Running datacollection to post to Clio
======================================

**This version of datacollection has been forked to make log_min_duration_statement to 1ms.**


**Run directly on box:**
```usr/bin/stdbuf -oL -eL /var/lib/postgresql/datacollection.sh ${schema} ${time_type} ${collection_time} $::fqdn ${database_name} | logger -p local2.info -t datacollection```

######examples of variables:
* schema = justintv_dev
* time_type = m (minutes), t (hours)
* collection_time} = 1
* $::fqdn = fqdn of database
* database_name = sitedbprod
* database_type = master or replica

**Run Via puppet**

Branch and Change run datacollection variable to true 

```$run_datacollection = true```

Run Puppet branch

healthcheck
===========

There are two steps to a healthcheck:

1. collecting the data from the server.
2. processing it on a separate server to generate graphs and reports.

Step 1 is handled by the code in datacollection/ , step 2 by the code in Tuneup/
Each has its own README.md. Briefly, here's the end-to-end process for using them
together:


How to Run
----------

1. Copy datacollection/datacollection.py and datacollection/datacollection_startup.py to the machine where you want to gather data.

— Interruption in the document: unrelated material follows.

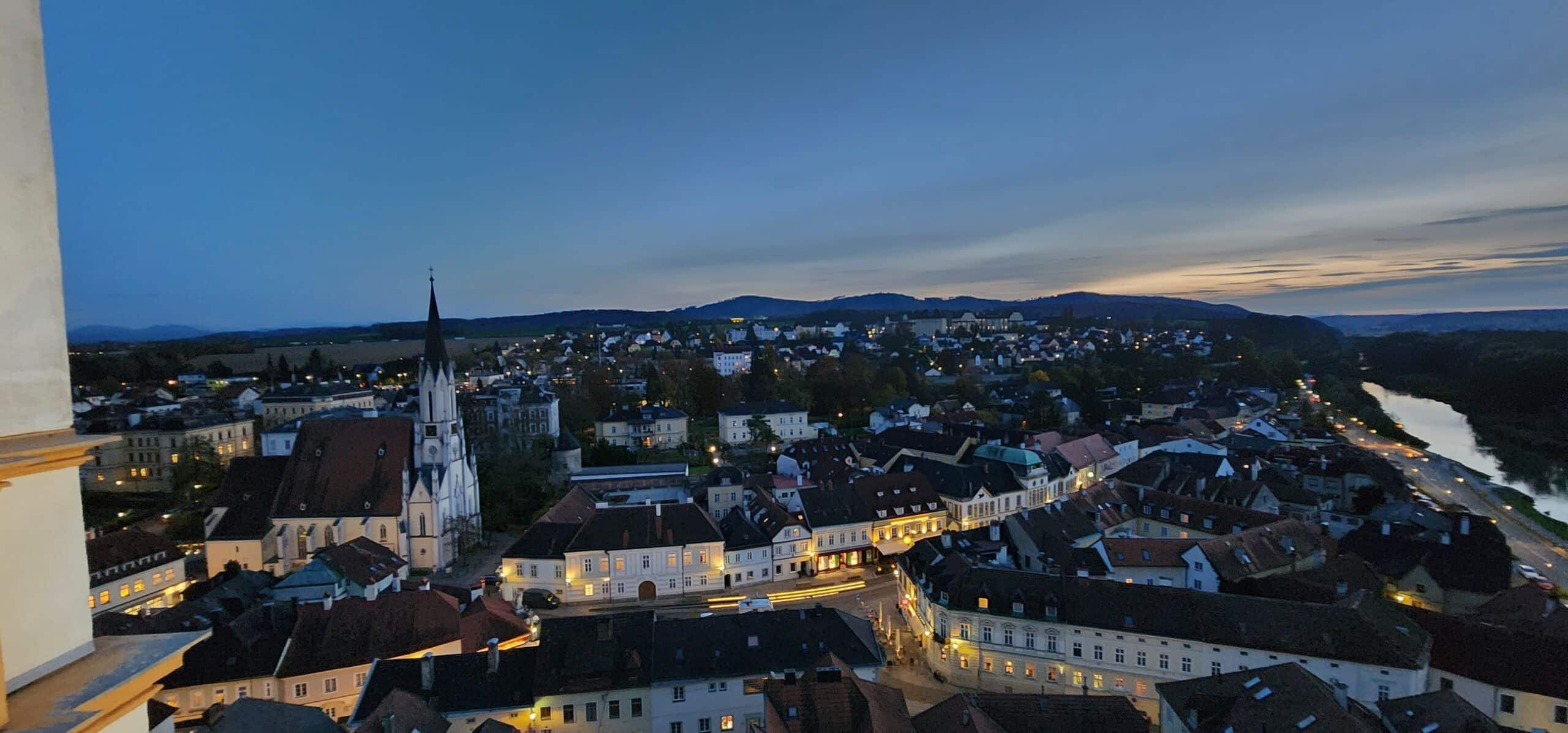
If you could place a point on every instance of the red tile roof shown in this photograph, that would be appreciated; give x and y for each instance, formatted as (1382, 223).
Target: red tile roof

You'll run these scripts as postgres user, so put those files in the ~postgres directory and make sure they are owned by postgres.

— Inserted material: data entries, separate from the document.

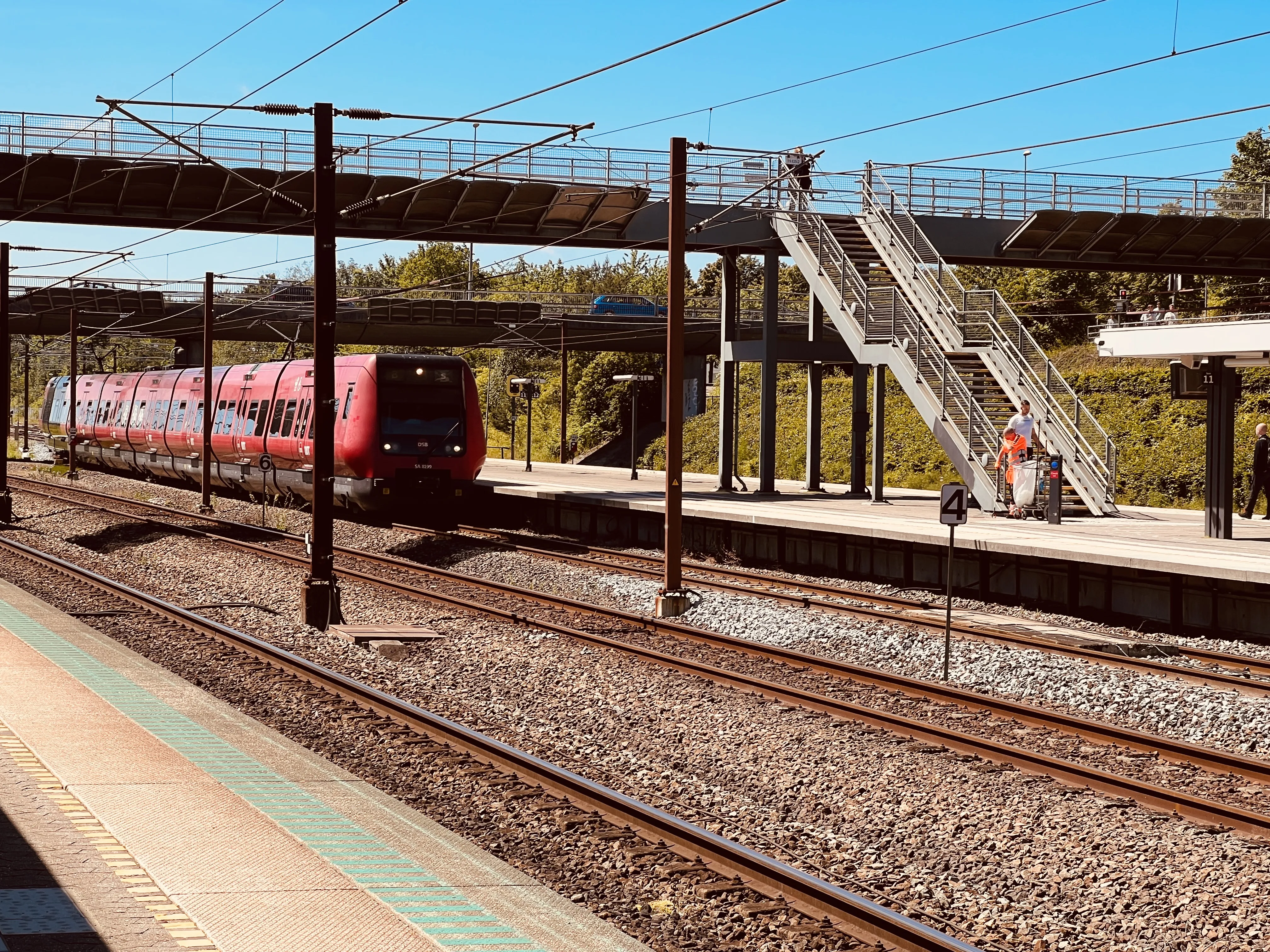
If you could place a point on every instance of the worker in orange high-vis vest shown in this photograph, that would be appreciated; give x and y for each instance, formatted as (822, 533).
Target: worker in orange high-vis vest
(1014, 451)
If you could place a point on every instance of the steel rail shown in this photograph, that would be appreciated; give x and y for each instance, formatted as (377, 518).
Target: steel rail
(1244, 685)
(811, 895)
(1137, 664)
(1255, 666)
(1211, 760)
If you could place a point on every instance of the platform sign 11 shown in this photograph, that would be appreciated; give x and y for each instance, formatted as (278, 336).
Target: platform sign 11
(954, 504)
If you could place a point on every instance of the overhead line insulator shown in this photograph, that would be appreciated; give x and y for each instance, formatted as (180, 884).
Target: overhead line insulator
(281, 110)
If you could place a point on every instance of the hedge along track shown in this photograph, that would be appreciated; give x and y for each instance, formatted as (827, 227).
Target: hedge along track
(1071, 774)
(854, 915)
(893, 607)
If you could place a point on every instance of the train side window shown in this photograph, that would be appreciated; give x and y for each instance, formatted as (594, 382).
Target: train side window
(303, 418)
(276, 426)
(249, 423)
(290, 418)
(262, 421)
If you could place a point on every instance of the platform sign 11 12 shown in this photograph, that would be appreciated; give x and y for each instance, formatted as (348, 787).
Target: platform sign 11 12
(954, 504)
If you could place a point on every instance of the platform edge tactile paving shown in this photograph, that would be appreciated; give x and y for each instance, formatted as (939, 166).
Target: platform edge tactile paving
(373, 865)
(53, 910)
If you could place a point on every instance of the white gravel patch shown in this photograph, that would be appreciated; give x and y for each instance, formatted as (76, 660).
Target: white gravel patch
(1192, 712)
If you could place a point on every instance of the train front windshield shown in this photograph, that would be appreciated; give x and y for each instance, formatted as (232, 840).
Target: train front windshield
(422, 412)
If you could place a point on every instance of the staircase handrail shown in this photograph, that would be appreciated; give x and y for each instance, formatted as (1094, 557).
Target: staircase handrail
(912, 331)
(944, 285)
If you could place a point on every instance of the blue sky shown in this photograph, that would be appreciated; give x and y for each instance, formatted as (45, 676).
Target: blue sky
(448, 58)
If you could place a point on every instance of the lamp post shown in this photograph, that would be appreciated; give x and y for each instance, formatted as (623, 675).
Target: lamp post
(634, 380)
(528, 388)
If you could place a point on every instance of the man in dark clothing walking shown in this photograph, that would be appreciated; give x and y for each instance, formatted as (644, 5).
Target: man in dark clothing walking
(1260, 474)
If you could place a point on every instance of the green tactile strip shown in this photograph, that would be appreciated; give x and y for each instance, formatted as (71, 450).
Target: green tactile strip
(441, 912)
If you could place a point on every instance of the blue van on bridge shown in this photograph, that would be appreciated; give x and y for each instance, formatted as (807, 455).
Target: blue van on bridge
(628, 306)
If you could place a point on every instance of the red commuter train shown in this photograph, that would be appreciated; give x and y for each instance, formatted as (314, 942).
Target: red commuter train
(408, 427)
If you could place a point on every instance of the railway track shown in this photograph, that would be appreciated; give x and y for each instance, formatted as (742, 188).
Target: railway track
(854, 915)
(815, 594)
(1198, 809)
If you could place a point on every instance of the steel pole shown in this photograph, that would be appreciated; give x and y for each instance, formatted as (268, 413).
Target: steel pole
(6, 497)
(26, 397)
(676, 225)
(859, 429)
(634, 424)
(729, 310)
(321, 598)
(529, 431)
(815, 389)
(564, 398)
(948, 609)
(768, 393)
(879, 455)
(206, 459)
(72, 422)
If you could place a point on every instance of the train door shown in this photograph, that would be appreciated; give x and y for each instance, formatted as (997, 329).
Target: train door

1. Follow the instructions in datacollection/README.md
```/var/lib/postgresql/datacollection.sh ${schema} ${time_type} ${collection_time} $::fqdn ${database_name}```

1. At the end, datacollection.py will tell you where it placed its logs.
Unless you're CPU-starved, it's a good idea to compress them before copying
them to the box where you will run Tuneup.

cd YOUR_LOG_DIR
for FILE in ```datacollection-*.csv; do echo $FILE; nice gzip $FILE; done```

1. Copy the datacollection-*.gz files to the Tuneup box. Recommended command:

    ```nice rsync -vaP -e 'ssh -c arcfour' datacollection-*gz YOUR_USERNAME@YOUR_TUNEUP_HOSTNAME:/YOUR_DIRECTORY```


1. Wait for Tuneup to complete.

1. Download the output to your computer, so you can view the graphs. Skip the sar-related files, the monitor directory, and especially the log directory, because they're big. If you have rsync on your computer, you can do this as follows:

    ```rsync -va --exclude monitor --exclude '*sar*' --exclude 'logs' YOUR_TUNEUP_HOSTNAME:/YOUR_TUNEUP_DIRECTORY/OUTPUT .```


Postgres Logs Not Showing Up 
-------------

1. Log into data-dev box, Located on the twitch-web-aws.
2. In the ~/postgres/healthcheck directory remove the analysis.pid file.
3. The datadev box will start to analyze the files in the SQS queue.